Circula na internet um periódico mensal chamado ALBA, que busca ser mais uma fonte contra-hegemônica no sentido de divulgar ações ocorridas na América Latina, o qual, na medida do possível, eu colaboro. Em sua 13ª edição traz várias manifestações em apoio ao presidente boliviano Evo Morales. Seguem abaixo algumas delas:


"Cuba, o primeiro país visitado por Morales quando ele foi declarado presidente, tem expressado seu apoio com médicos e equipamentos no atendimento gratuito a bolivianos e viabilizado a vinda de estudantes dessa nação irmã para freqüentarem os cursos de Medicina em nossas escolas. O sucesso da alfabetização, mediante o método pedagógico cubano “Eu, sim posso” (Yo, sí puedo), está ajudando a erradicar o analfabetismo em curto prazo e a declarar, em breve, a Bolívia como mais um Território Livre de Analfabetismo nas Américas. Os nossos professores internacionalistas visitam os cantos mais afastados da geografia de seu país a fim de que todas as pessoas analfabetas atinjam a almejada meta educacional. Muitos povoados indígenas já podem ler e escrever em suas línguas nativas e em espanhol. Em Cuba, depois de 50 anos construindo a nossa revolução, a idéia de que o homem seja realmente irmão do homem, tem sido levada à sua prática conseqüente. Portanto, não poderíamos deixar de prestar nosso apoio solidário a EVO MORALES e às forças que ele representa, com a ajuda solidária, do que temos de melhor."
ISABEL SUAREZ – Universidade de La Habana – CUBA


"A Bolívia esteve perto de uma guerra civil em setembro, mas os dois lados recuaram na enésima hora, aceitando a gestão de paz de outros presidentes sul-americanos. Havia, claramente, um esquema golpista em andamento. Evo Morales deveria ter aproveitado a oportunidade para esmagar os inimigos do povo? Isto só cabe a ele mesmo julgar.
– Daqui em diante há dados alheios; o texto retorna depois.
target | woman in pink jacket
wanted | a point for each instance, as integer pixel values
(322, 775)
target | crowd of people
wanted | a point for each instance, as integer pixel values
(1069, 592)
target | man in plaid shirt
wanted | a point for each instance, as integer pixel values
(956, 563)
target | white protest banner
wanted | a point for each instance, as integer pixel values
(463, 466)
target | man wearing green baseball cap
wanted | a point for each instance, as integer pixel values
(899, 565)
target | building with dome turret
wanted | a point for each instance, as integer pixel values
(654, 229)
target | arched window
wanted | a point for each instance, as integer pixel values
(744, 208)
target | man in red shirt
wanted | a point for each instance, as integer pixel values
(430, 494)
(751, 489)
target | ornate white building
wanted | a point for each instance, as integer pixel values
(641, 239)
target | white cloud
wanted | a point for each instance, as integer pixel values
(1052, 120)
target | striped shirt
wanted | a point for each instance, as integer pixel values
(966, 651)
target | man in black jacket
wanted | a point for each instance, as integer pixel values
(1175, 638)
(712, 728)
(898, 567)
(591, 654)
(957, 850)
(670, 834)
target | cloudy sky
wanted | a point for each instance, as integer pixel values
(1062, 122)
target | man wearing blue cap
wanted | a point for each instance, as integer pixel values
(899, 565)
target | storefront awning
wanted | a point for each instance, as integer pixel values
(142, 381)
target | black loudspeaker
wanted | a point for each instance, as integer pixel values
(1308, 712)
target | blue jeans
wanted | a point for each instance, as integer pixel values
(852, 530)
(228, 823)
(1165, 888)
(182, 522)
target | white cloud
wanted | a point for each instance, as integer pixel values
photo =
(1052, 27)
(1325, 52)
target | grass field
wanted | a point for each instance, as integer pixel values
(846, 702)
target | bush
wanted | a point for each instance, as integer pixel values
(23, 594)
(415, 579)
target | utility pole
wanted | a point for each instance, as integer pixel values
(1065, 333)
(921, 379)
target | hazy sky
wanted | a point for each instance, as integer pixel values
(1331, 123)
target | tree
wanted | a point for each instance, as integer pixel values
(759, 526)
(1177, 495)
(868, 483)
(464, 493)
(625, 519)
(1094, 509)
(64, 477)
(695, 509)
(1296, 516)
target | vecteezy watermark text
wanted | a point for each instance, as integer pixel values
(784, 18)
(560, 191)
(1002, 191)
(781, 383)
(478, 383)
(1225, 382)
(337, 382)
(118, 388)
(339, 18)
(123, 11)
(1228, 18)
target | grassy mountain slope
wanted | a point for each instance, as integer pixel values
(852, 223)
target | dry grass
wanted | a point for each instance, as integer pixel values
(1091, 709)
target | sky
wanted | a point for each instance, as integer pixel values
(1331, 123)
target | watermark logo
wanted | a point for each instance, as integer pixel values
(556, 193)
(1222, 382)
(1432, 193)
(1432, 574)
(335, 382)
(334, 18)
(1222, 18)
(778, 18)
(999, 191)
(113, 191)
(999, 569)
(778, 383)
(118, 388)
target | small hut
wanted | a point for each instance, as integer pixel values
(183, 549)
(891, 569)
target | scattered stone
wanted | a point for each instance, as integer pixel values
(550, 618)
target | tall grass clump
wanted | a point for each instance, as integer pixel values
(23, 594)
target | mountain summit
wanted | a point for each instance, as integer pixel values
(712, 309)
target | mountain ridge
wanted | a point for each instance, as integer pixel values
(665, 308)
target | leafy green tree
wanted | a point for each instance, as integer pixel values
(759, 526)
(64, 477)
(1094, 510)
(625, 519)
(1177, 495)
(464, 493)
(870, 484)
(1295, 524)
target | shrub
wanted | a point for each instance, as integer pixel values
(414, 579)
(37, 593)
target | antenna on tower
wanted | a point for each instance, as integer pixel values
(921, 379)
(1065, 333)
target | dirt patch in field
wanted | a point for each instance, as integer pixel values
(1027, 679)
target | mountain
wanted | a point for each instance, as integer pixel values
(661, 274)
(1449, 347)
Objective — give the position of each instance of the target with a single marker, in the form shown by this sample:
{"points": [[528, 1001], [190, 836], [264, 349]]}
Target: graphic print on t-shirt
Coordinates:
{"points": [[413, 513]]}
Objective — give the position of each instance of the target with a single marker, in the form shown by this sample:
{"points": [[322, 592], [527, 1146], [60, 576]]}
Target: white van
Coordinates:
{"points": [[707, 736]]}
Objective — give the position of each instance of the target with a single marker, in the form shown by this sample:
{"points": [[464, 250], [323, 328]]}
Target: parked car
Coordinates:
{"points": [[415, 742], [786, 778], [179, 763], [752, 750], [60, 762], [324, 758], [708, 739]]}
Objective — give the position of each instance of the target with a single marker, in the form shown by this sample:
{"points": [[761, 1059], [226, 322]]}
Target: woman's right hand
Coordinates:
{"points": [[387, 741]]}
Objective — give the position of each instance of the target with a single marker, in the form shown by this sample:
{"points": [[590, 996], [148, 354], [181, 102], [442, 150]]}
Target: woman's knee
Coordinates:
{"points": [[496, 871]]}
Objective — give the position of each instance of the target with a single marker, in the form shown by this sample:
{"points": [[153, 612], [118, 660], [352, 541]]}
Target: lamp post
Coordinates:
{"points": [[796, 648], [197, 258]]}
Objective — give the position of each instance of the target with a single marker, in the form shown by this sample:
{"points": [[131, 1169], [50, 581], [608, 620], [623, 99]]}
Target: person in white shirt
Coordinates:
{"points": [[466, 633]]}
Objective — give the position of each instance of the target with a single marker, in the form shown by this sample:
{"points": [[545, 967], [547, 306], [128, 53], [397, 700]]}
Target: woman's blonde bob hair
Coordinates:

Para os revolucionários, o sangue dos trabalhadores é sagrado. O confronto armado nunca é a primeira escolha, mas sim a última. E o momento deve ser aquele que eles escolhem, não o melhor para o inimigo.

Luiz Carlos Prestes, em 1964, dava declarações arrogantes de que o PCB já estava no poder, confiante no apoio de alguns oficiais de alta patente e de muitos cabos e sargentos. No entanto, os tenentes, capitães e majores, que realmente comandam as tropas, pendiam para o inimigo. João Goulart foi facilmente derrubado e a quartelada vitoriosa serviu como exemplo para muitas outras em nosso continente.

Ao dar um passo atrás, Evo Morales se capacitou para dar dois adiante, como recomendava Lênin. Evitou o combate no momento e no palco escolhido pelos fascistas. E ganhou um lapso de tempo precioso para preparar- se melhor -- seja para manter as conquistas populares sem a necessidade da guerra, seja para fazer a guerra com melhores chances de vitória.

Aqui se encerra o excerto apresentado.